Un modo per rendere responsabili le comunità locali che sono allo stesso tempo produttori, consumatori e cittadini: è il piano del cibo per le Madonie, realizzato con il coordinamento del GAL ISC MADONIE.

Il Piano sarà predisposto secondo obiettivi e azioni che andranno messe in atto tenendo conto delle specificità territoriali e geografiche. Inoltre si terrà conta delle aspettative della popolazione e delle problematiche legate al sistema alimentare tenendo anche in considerazione il modello agricolo esistente.

Piano del cibo per le Madonie: come si opera

Un primo focus, propedeutico all’elaborazione e all’attuazione del Piano, si è già tenuto il 4 dicembre scorso presso l’aula consiliare del Comune di Castellana Sicula.

In quella sede, ai sindaci, agli amministratori e operatori scolastici presenti, sono state illustrate le linee guida ma anche le azioni immediate che si possono realizzare ad iniziare dalla refezione scolastica.

Si è pensato all’avvio di progetti pilota che prevedono l’inserimento di prodotti del territorio nelle diete alimentari adottate dalle scuole e di attività legate all’educazione alimentare tenendo conto delle positive esperienze già avviate negli anni scorsi in alcune scuole con le mense scolastiche a km zero.

Piano del cibo per le Madonie: vendita

Altra iniziativa del piano del cibo delle Madonie è la vendita diretta dei prodotti agricoli, con l’avvio anche in questo caso di progetti pilota in alcuni comuni.

La vendita segue la norma approvata dall’Assemblea regionale che consente di trasformare, lavorare e vendere i prodotti all’interno dell’azienda oltre che nei mercati locali e nei luoghi adibiti a tale scopo dai Comuni.

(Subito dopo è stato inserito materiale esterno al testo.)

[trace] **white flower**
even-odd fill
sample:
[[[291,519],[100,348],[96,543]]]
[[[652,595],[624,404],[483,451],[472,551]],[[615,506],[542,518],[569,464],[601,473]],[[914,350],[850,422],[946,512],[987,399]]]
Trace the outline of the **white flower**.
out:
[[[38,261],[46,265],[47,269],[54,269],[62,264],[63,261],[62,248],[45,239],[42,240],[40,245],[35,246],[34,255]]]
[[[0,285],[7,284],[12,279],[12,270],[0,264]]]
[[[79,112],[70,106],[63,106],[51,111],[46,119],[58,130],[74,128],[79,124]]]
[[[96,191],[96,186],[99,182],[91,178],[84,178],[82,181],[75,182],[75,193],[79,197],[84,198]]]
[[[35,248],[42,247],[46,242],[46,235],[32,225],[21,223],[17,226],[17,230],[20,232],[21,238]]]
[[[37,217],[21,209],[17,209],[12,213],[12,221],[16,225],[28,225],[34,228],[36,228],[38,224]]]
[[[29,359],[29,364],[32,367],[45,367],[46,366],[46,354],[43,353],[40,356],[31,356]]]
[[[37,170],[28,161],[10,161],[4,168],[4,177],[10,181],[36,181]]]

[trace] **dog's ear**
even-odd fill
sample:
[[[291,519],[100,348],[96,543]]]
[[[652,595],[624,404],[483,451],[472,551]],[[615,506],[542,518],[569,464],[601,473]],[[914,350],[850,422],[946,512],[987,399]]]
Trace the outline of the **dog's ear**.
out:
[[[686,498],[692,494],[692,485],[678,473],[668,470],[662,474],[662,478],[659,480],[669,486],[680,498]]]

Piano del cibo per le Madonie: elaborazione

Il Piano sarà elaborato facendo attenzione alla salute, alla sicurezza e all’educazione alimentare oltre che alle produzioni agroalimentari locali riconoscendo a quest’ultime un valore aggiunto.

In tale contesto un ruolo importante avranno le filiere cognitive in grado di collegare i valori di qualità del cibo e della salute al territorio madonita.

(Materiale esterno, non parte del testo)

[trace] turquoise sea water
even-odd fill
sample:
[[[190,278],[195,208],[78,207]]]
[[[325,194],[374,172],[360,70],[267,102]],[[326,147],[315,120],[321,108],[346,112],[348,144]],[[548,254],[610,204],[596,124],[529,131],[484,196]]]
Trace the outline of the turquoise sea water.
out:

Il progetto promuoverà anche l’organizzazione di una rete degli “Artigiani del Gusto Madonita” coinvolgendo i ristoratori, i fornai e i pasticceri che condivideranno protocolli di certificazione volontaria sull’uso di prodotti madoniti di qualità.

Sarà aistituita la rete dei “Luoghi del Gusto” per promuovere la tipicità dei prodotti collegati alla tipicità dei paesaggi nell’ambito dei circuiti turistici. In questo senso saranno coinvolti gli operatori locali del settore.

Nel pian del cibo delle Madonie non mancherà certamente una riflessione attenta sulla complessità di relazioni che legano la produzione agricola alla produzione del cibo.

E ancora riflessioni sulla salute delle persone, e sui diritti di sicurezza alimentare. Sui processi di lavorazione artigianali e industriali e sull’ambiente oltre che sulle nuove opportunità di incontro tra produzione e consumo.